Si tratta della quarta pubblicazione prodotta da SIMA dal mese di aprile, quando ci siamo sentiti in dovere come Società Scientifica di avvertire i decisori politici, nel pieno dell’emergenza COVID, che la distanza di sicurezza di 2 metri (ridotta a 1 metro per gli ambienti indoor in molti Paesi, ma recentemente riconosciuta come insufficiente dal Centre for Disease Control di Atlanta) non fosse sufficiente a garantire la sicurezza e che era necessario obbligare all’uso della mascherina tutti i cittadini in ogni luogo aperto al pubblico in un momento in cui si stava ancora discutendo dell’efficacia dei dispositivi di protezione individuale.È per questo motivo che SIMA ha ritenuto proprio dovere etico e morale rendere noti immediatamente i risultati delle prime evidenze sul riscontro del coronavirus SARS-COV-2 sul PM10 di Bergamo, poi pubblicato a fine maggio su Environmental Research(evidenza che non riguarda tuttavia il potenziale infettivo del virus sul particolato ma ottenuta in parallelo nei laboratori di genetica dell’Università e dell’Azienda ospedaliera di Trieste utilizzando ben 3 geni markers), senza aspettare che tutti gli articoli sottomessi a diverse riviste scientifiche internazionali arrivassero a pubblicazione dopo i necessari tempi tecnici. Anche la Harvard School of Public Health si era peraltro comportato allo stesso modo rendendo pubblico lo studio epidemiologico che ha dimostrato un legame tra mortalità per COVID e inquinamento atmosferico negli USA, nel mentre altri ricercatori italiani guidati dal famoso economista Leonardo Becchetti realizzavano modellistiche sul ruolo delle polveri sottili e la diffusione del COVID-19, che risultava meno impattante nelle cosiddette “aree parco” sul territorio nazionale.

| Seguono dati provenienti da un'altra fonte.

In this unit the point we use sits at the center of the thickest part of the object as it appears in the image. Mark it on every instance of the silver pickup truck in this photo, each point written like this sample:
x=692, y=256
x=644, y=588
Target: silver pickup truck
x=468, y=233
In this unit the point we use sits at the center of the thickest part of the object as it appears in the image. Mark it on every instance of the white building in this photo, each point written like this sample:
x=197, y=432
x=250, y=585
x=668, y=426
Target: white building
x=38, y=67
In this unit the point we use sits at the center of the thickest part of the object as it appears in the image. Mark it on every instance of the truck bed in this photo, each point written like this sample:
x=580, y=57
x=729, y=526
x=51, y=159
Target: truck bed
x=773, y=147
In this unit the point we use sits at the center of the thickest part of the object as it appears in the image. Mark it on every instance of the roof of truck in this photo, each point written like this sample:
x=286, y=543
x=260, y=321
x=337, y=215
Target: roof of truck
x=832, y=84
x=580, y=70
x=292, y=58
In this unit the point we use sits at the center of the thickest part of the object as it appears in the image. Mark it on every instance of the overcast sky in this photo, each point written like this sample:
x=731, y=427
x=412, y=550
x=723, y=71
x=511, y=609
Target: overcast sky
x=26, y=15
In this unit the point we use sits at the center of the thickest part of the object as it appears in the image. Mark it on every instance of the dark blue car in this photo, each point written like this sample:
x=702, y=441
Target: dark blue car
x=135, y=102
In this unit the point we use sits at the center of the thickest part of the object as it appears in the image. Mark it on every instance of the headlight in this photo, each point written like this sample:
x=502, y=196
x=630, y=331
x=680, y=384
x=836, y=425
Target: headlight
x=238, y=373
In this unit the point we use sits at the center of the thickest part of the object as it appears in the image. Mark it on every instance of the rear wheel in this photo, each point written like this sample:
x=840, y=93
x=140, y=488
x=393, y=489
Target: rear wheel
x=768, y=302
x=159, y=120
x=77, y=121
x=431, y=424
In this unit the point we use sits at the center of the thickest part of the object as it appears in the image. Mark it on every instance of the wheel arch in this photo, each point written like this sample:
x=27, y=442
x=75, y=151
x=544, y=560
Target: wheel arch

È stato evidenziato che durante l’inverno, in Pianura Padana, è possibile riscontrare anche per diversi giorni consecutivi più di 150.000 particelle per centimetro cubo, con un impatto sulla salute – anche in termini di mortalità evitabile (con almeno 75.000 morti premature annue) – oramai acclarato dai rapporti annuali dell’Agenzia Europea per l’Ambiente ma che finora non ha particolarmente scosso il mondo scientifico e istituzionale. La Pianura Padana in inverno potrebbe essere anche assimilata, esemplificativamente, ad un ambiente indoor con il soffitto di qualche decina di metri, dove in presenza di una grande circolazione virale le condizioni di stabilità atmosferica, il tasso di umidità e la scarsa ventilazione hanno di fatto aperto al Coronavirus delle vere e proprie ‘autostrade’.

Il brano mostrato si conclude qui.